On Thu, Oct 20, 2005 at 09:14:15PM -0400, John Adams wrote:
> From: Luke Palmer <[EMAIL PROTECTED]>
>
> > But $1 in Perl 5 wasn't the same as $1 in a shell script.
>
> I'm all for breaking things that need breaking, which is why I
> keep my mouth shut most of the time--either I see the reason or
> I suspect (that is, take on faith, which is okay by me) there's
> a reason I don't see or fully understand. I'm just not seeing a
> compelling reason for this one, and a pretty good reason not to do it:
I can state the compelling reason for this one -- it's way too
confusing when $1, $2, $3, etc. correspond to $/[0], $/[1], $/[2], etc.

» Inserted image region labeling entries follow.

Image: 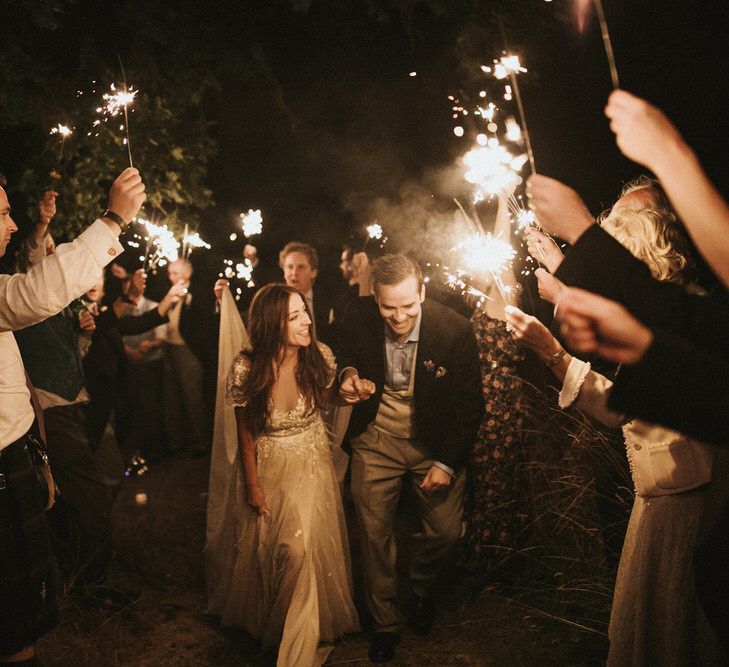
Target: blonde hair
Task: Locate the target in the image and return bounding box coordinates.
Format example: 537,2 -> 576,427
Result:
600,177 -> 693,284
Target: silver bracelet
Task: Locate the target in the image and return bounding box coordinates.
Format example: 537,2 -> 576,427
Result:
544,348 -> 567,368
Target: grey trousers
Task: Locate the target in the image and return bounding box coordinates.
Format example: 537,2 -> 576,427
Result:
163,345 -> 210,452
352,424 -> 466,632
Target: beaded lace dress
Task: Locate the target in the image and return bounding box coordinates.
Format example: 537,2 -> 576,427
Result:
213,343 -> 359,667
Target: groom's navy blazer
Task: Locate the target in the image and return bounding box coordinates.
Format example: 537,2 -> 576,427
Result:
337,297 -> 483,470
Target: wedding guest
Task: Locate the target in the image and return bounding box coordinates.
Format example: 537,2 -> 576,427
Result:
528,164 -> 729,650
164,259 -> 210,457
605,90 -> 729,287
506,187 -> 725,665
0,168 -> 145,662
83,269 -> 187,450
278,241 -> 336,346
340,255 -> 483,662
456,190 -> 531,595
210,285 -> 366,667
120,274 -> 172,463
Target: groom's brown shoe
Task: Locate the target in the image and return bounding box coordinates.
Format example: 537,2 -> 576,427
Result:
368,632 -> 400,662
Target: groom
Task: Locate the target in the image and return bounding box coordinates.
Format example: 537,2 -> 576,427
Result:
339,255 -> 483,662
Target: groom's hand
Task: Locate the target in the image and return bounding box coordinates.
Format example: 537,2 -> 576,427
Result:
420,466 -> 451,491
339,369 -> 375,405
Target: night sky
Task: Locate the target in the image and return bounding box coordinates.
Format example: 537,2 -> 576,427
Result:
0,0 -> 729,290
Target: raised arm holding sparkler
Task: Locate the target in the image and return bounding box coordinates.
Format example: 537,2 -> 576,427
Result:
605,90 -> 729,286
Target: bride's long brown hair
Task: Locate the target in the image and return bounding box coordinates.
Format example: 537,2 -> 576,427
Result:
239,284 -> 331,438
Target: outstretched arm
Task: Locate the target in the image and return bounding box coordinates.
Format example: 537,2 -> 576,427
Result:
0,168 -> 145,331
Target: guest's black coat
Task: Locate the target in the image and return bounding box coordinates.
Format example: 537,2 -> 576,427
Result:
555,225 -> 729,654
555,225 -> 729,444
337,297 -> 483,470
83,306 -> 167,450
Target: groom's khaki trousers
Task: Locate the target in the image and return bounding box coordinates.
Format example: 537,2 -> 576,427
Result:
351,424 -> 466,632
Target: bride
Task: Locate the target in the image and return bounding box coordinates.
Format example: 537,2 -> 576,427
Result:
210,285 -> 374,667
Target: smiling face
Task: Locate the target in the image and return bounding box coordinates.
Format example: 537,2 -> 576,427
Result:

In many discussions of capturing semantics earlier in the year,
nearly everyone using $1, $2, $3 in examples, documentation, and
discussion was having trouble with off-by-one errors. This includes
the language designers, and even those who were advocating staying
with $1, $2, $3. Once we switched to using $0, $1, $2, etc.,
nearly all of the confusion and mistakes disappeared.
> I'm not aware offhand of any other place where $0 is used in
> regex matching, and several of the languages which you point out
> are zero-based in other places are not zero-based in regex matching.
Yes, but none of those other regex matching languages do nested
captures either. In particular, a rule like:
/:w ( (\w+) = (\d+) ; )+ /
no longer captures to $1, $2, $3, or even to $0, $1, $2. It now
creates an array in $/[0] (aka $0), and each element of that array
contains a [0] and [1] index representing the second and third set of
parentheses in the rule. That is
"a=4; b=2; c=8;" ~~ /:w ( (\w+) = (\d+) ; )+ /
results in
$/[0][0][0] == 'a' $/[0][0][1] == '4'
$/[0][1][0] == 'b' $/[0][1][1] == '2'
$/[0][2][0] == 'c' $/[0][2][1] == '8'
Trying to make *all* of these indexes 1-based leads to
chaos (especially wrt array assignment), and saying that top
level parens in a rule are named $1, $2, $3, ... while nested parens
are named [0], [1], [2], ... just throws everything and
everyone off. It's *much* easier when everything is zero-based,
even for those who are used to using $1, $2, $3 in regular
expressions.
Pm